Track A: Local Autoresearch

The starting point. Port Karpathy’s autoresearch loop to use a local small model as the agent brain. The training loop stays the same — the question is whether a 4B model can make productive research decisions.

Why Start Here

The autoresearch loop is the simplest possible agent:

Read a metric (val_bpb)
Decide what to change in one file (train.py)
Run for 5 minutes
Check if it improved
Repeat

This constrained action space is deliberately chosen. It’s small enough that a 4B model might handle it, and the evaluation is automatic — the metric either improved or it didn’t. No subjective judgment, no human scoring. This makes it ideal for running many experiments quickly.

Experiment Matrix

Agent Brain	Cost	What We Learn
Frontier model (baseline)	API costs	Upper bound on this task
Local 4B, bare	Free	Raw small-model capability
Local 4B + chain-of-thought	Free	Does explicit reasoning help?
Local 4B + RE2 prompting	Free	Does re-reading context help?
Local 4B + self-consistency (vote on 3 proposals)	Free	Does sampling diversity help?
Local 4B + constrained actions (menu of changes)	Free	Does reducing action space beat improving reasoning?
Local 4B + agent adapter	Free	Does a specialist adapter outperform prompting?
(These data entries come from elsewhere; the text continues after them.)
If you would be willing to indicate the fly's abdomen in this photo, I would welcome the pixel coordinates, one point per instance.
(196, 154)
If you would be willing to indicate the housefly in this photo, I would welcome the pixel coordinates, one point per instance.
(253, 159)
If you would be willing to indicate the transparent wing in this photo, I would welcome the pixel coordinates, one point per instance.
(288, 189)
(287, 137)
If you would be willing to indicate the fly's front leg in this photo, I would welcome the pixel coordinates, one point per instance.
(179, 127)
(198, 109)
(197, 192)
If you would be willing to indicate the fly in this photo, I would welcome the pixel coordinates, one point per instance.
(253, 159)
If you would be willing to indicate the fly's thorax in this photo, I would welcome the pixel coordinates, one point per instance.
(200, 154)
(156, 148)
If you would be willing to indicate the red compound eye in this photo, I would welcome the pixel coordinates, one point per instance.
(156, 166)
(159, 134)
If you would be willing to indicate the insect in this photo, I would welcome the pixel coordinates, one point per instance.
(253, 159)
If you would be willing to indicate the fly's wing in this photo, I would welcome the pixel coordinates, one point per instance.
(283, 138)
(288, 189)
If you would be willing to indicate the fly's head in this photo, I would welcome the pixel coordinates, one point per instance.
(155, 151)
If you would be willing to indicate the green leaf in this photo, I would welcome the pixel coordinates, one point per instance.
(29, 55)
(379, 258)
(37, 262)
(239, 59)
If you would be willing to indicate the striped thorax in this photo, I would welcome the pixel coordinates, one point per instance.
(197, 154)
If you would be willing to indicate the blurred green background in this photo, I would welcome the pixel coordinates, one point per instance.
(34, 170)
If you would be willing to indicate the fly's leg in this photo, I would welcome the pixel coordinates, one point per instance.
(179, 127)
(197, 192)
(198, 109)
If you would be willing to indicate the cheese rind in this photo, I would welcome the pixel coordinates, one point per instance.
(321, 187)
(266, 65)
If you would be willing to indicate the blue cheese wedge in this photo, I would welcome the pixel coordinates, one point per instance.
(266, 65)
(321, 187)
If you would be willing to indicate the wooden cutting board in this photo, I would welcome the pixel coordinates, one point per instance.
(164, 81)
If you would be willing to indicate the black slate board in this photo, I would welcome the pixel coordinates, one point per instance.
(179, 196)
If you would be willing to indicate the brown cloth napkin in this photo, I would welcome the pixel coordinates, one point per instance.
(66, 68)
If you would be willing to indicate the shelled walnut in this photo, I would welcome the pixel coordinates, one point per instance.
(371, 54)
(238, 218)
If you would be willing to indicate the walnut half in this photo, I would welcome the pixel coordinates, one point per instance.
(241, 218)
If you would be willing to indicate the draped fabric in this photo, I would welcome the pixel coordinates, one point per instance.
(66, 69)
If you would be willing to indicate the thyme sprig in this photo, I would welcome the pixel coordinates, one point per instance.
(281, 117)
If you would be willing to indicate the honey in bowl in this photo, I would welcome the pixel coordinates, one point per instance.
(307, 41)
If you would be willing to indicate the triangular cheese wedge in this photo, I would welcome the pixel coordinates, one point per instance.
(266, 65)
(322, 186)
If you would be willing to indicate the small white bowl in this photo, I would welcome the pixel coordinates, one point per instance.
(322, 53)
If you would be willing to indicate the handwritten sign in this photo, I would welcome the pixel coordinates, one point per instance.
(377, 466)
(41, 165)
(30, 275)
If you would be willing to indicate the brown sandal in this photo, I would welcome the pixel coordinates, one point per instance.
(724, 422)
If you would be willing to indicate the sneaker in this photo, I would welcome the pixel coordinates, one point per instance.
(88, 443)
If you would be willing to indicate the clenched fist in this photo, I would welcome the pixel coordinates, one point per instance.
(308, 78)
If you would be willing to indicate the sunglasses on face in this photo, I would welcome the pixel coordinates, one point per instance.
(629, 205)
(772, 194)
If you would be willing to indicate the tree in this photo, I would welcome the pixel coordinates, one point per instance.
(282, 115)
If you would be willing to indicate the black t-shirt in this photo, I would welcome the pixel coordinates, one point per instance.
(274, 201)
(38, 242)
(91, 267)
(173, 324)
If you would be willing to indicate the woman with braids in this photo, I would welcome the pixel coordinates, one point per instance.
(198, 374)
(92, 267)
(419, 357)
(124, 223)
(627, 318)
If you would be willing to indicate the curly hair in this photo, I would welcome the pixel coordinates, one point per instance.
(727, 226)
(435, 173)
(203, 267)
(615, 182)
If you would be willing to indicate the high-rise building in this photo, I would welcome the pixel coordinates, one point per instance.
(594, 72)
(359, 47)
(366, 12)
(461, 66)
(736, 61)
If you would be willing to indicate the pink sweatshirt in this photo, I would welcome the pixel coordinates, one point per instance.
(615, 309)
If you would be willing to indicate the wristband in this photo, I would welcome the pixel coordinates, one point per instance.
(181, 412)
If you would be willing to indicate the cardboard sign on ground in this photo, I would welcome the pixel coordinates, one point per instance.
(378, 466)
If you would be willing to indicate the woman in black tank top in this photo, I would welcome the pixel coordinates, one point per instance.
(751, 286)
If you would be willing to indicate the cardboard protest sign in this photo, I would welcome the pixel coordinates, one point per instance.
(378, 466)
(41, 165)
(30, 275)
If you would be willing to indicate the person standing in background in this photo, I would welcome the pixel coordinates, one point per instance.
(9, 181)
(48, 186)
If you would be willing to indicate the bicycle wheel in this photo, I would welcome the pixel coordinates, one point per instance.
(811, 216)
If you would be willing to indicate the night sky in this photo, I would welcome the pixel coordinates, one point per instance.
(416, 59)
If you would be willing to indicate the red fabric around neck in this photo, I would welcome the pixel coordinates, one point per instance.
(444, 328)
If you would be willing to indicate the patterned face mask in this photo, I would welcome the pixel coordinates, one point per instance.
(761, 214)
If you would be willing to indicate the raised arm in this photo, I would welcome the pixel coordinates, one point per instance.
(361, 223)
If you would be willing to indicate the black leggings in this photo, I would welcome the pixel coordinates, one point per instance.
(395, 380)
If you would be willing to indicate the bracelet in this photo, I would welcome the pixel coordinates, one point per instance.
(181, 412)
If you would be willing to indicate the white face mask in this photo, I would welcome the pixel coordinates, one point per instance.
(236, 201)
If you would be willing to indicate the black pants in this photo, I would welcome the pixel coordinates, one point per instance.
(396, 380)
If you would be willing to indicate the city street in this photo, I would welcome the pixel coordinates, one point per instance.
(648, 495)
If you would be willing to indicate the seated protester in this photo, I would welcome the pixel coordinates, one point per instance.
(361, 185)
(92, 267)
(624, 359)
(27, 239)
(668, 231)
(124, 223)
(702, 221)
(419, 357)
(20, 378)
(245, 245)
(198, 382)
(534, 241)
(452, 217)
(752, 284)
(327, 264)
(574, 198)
Every row after the first is free to run. This is the same LocoLLM advantage applied to agent research.

What Success Looks Like

The frontier model baseline will produce some number of improving iterations out of N attempts. Success for the local model is not necessarily matching that number — it’s understanding the gap and what closes it.

Key questions:

Does the local model ever produce a genuine improvement, or does it drift immediately?
Which scaffolding strategies most reduce the gap to the frontier baseline?
Is there a consistent failure mode (e.g., always fails at the planning step, or always generates syntactically invalid changes)?
Does an agent-trained adapter meaningfully outperform prompting strategies?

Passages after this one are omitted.